Als über einer Million Migranten und Asylsuchenden Europa auf dem Seeweg erreichten und mehr als 3.700 Todesfälle auf hoher See im Jahr 2015 zu beklagen waren, wurde in der Europäischen Union immer deutlicher, dass legale und sicherer Einreisewege für Flüchtlinge, etwa durch Neuansiedlung, absolut notwendig sind. Dennoch  konzentrieren sich zahlreiche EU-Staaten, darunter Österreich, Bulgarien und Ungarn, vor allem darauf, spontane Einreisen zu verhindern, ihre Verantwortung auszulagern und die Rechte der Geflüchteten einzuschränken.

Ein im Juli 2015 verabschiedeter europäischer Plan zur dauerhaften Aufnahme von 22.500 Flüchtlingen aus anderen Regionen innerhalb von zwei Jahren führte, laut aktueller Statistiken aus dem Juli 2016, bislang nur zur Neuansiedlung von 8.268 Flüchtlingen. Die meisten EU-Staaten erfüllten ihre Zusagen nicht, zehn Länder nahmen keine einzige Person im Rahmen des Plans auf.
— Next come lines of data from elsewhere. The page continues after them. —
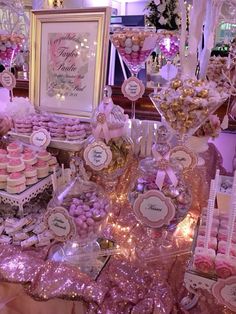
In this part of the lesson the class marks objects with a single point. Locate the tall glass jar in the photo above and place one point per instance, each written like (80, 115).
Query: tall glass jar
(110, 126)
(88, 205)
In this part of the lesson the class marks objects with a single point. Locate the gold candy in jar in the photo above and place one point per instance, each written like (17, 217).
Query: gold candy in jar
(164, 106)
(188, 91)
(135, 40)
(175, 105)
(176, 84)
(203, 93)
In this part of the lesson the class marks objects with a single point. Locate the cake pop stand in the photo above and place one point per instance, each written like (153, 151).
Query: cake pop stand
(21, 199)
(72, 146)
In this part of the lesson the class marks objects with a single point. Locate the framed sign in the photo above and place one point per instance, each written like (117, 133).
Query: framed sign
(69, 51)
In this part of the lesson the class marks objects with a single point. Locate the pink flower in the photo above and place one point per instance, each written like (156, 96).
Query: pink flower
(224, 271)
(233, 110)
(214, 121)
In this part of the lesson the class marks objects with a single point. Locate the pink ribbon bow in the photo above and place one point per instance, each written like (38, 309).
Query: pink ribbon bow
(164, 169)
(102, 129)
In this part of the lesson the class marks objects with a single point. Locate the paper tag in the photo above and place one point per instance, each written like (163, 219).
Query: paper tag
(168, 72)
(185, 156)
(149, 43)
(133, 88)
(224, 290)
(97, 155)
(225, 122)
(60, 223)
(8, 80)
(40, 138)
(154, 209)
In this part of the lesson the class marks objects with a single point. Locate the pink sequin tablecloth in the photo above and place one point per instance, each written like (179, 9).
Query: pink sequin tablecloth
(126, 285)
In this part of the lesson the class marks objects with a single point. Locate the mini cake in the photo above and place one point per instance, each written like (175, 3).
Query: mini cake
(14, 147)
(31, 180)
(3, 153)
(28, 150)
(44, 155)
(14, 155)
(15, 165)
(16, 183)
(223, 234)
(204, 259)
(31, 175)
(3, 175)
(30, 171)
(211, 245)
(23, 125)
(202, 231)
(3, 163)
(16, 189)
(42, 169)
(3, 185)
(222, 248)
(29, 158)
(225, 265)
(15, 179)
(53, 164)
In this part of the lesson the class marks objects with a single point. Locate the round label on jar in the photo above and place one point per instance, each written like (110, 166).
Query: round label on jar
(133, 88)
(60, 223)
(224, 290)
(154, 209)
(8, 80)
(40, 138)
(97, 155)
(184, 156)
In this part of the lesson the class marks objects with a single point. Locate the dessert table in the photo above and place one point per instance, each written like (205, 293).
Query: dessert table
(145, 284)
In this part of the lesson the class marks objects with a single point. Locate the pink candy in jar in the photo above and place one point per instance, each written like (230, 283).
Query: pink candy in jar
(87, 203)
(89, 212)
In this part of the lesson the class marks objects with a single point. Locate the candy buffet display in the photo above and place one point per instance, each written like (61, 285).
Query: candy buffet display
(60, 128)
(22, 166)
(134, 44)
(186, 104)
(26, 232)
(160, 178)
(214, 256)
(110, 148)
(121, 232)
(86, 204)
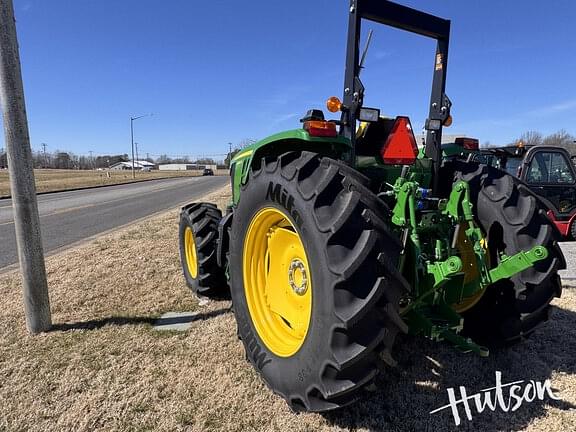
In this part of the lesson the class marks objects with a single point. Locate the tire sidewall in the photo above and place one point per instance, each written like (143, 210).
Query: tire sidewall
(284, 371)
(186, 222)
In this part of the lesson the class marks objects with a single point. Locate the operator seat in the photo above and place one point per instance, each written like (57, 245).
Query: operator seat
(370, 137)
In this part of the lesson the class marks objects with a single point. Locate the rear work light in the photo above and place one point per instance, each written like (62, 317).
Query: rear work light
(400, 147)
(320, 128)
(467, 143)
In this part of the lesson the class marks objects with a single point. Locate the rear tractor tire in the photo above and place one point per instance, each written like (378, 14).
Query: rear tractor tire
(314, 280)
(198, 235)
(513, 220)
Abschaffung menschenrechtswidriger Systeme und verfehlter Abkommen
Im März schloss die EU ein Abkommen mit der Türkei, welches die Rückführung praktisch aller Asylsuchenden in die Türkei erlaubt – mit der zutiefst verfehlten Begründung, die Türkei biete ein sicheres Asyl. Dieses Abkommen steht nun kurz vor dem Kollaps. In Australien werden Asylsuchende, die auf Booten ankommen, in Aufnahmezentren auf Inseln vor der australischen Küste gebracht, wo es zu Vernachlässigung, unmenschlicher Behandlung und Missbrauch kommt.

Die EU und Australien sollen diese menschenrechtswidrigen Maßnahmen aufgeben. Die EU-Mitgliedstaaten sollen schnellstmöglich den vorliegenden Rahmenplan für das Resettlement von Flüchtlingen verabschieden, welcher ambitioniertere Ziele und eine klare Verpflichtung zu deren Umsetzung vorsieht. Sie sollen die Verantwortung gerecht aufteilen, wenn Asylsuchende unerwartet ankommen, und Italien und Griechenland entlasten.

Viele Regierungen untergraben das Asylrecht, indem sie Asylsuchende in geschlossenen Lagern unterbringen, wie es Kenia und Thailand der Fall ist, oder sie inhaftieren, wie es Australien, Griechenland, Italien, Mexiko und die USA praktizieren.

Die USA, die bei der Neuansiedlung von Flüchtlingen und der Umsetzung von UN-Hilfsaufrufen in vielerlei Hinsicht führend sind, zeigten sich bei der Aufnahme syrischer Flüchtlinge überaus träge und kleinlich. Zudem scheinen sie auf manchen Gebieten andere Maßstäbe anzulegen, etwa beim Umgang mit Kindern und Erwachsenen, die vor Bandengewalt in Mittelamerika fliehen, oder bei der Strategie, Mexiko als Pufferzone zu nutzen, damit Migranten nicht bis zur US-Grenze gelangen können.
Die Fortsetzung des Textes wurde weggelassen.